Après le départ de Bouhemou, c'est un article de lepoint.fr qui vient apporter une première confirmation. D’une holding opérationnelle, on veut donc, selon cet article, faire de la SNI un fonds d’investissement à long-terme avec des prises de participations non-majoritaires. Le choix de Le Point pour cette communication n'est pas anodin. C'est le magazine français qui avait publié en juillet l'article qui a justifié le 14 août une mise au point de la part du Roi Mohammed VI.

Il y avait eu la période, dans les années 80 et 90, où on parlait de holding de développement et de gestion (époque ONA et Fouad Filali) puis celle où l'on parlait de holding de participation et maintenant, on évoque un Fonds d’investissement innovant et africain.

La coïncidence avec le départ de Hassan Bouhemou laisse penser que le message est le suivant: c’est Bouhemou qui a été l’artisan de la précédente stratégie dont la page est en train d'être tournée.

Il est cependant nécessaire de signaler que ces nouvelles orientations, telles que décrites dans l’article de Le Point, et telles que “murmurées” aux rédactions, ne sont pas nouvelles.

Elles sont toutes contenues dans le communiqué du 25 mars 2010, cosigné par ONA et SNI, et annonçant la fusion des deux holdings, ainsi que leur retrait de la Bourse de Casablanca.

L’article de Le Point évoque une nouveauté: “en rupture avec un passé souvent qualifié d’hégémonique, la nouvelle SNI affiche son ambition de devenir un instrument financier international de premier plan au service des économies marocaine et africaine”.

Aucune communication officielle de la part de la holding n’a jusque-là précisé dans ses détails sa nouvelle orientation stratégique. Et pourtant, c’est une nouvelle de taille, si jamais elle se confirme, car elle sous-entend la réduction du poids du groupe dans l’économie marocaine.

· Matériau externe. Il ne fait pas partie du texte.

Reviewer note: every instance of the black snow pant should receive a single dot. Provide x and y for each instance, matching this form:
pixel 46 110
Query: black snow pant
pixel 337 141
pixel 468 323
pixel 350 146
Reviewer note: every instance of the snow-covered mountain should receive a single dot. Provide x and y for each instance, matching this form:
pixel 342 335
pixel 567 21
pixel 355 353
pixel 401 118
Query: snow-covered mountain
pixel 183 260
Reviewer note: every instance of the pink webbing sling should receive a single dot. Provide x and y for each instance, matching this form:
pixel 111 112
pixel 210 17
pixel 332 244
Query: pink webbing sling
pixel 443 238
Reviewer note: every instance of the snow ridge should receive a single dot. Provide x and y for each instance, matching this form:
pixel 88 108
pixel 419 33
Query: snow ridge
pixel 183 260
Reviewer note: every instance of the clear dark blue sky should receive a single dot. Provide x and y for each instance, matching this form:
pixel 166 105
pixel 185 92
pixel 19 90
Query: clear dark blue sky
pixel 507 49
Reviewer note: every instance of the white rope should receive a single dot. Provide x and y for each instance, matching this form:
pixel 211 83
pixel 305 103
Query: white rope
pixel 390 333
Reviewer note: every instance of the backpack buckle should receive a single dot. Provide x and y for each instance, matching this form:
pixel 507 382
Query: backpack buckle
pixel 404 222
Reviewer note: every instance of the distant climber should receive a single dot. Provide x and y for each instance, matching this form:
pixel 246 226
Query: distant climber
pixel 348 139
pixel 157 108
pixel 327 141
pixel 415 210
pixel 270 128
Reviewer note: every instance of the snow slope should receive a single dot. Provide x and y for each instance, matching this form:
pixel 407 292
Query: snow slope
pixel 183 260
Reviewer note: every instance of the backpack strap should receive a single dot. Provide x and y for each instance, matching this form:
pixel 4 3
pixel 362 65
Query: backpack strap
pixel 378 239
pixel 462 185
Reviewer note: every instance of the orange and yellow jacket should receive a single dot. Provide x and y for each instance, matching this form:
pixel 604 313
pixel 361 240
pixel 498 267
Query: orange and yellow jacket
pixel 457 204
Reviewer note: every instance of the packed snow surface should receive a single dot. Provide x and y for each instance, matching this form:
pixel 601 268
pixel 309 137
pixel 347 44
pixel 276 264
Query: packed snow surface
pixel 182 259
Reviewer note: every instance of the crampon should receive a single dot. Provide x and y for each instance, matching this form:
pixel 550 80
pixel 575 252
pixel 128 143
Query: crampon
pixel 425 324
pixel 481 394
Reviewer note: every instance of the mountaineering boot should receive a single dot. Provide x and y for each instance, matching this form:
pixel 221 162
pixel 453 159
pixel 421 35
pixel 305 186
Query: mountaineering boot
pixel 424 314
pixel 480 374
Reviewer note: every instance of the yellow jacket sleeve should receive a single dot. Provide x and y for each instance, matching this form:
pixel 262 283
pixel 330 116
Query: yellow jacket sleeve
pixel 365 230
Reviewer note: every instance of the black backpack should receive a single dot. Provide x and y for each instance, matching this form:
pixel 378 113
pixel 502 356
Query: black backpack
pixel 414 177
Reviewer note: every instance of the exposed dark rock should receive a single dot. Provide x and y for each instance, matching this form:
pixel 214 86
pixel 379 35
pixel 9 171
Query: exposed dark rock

Ce n’est pas la première fois que ce genre d’annonce a été fait. En 2011, en pleines marches du mouvement du 20 février, Noureddine Ayouch, un publicitaire qui se dit proche du palais, avait déclaré dans une conférence publique à Rabat que le secrétaire particulier du roi, Mohamed Mounir Majidi, allait cesser son activité économique la plus polémique, l’affichage publicitaire urbain de sa société FC Com. “ça y est, il va vendre” disait Ayouch à l’époque. En aparté avec des journalistes et autres personnalités, il transmettait des promesses de concessions. Aucune de ces annonces n’a pourtant été réalisée.
La concomitance du départ de Hassan Bouhemou- resté 13 ans chez la SNI dont 9 ans à sa tête- et ces informations non-officielles pose interrogation. Veut-on se débarrasser de ce passé “hégémonique” en lui faisant porter le chapeau? Que deviendront les investissements annoncés dans des projets importants, stratégiques et de grande taille comme ceux de Nareva? Ce sont les prochaines décisions concrètes qui nous en diront davantage.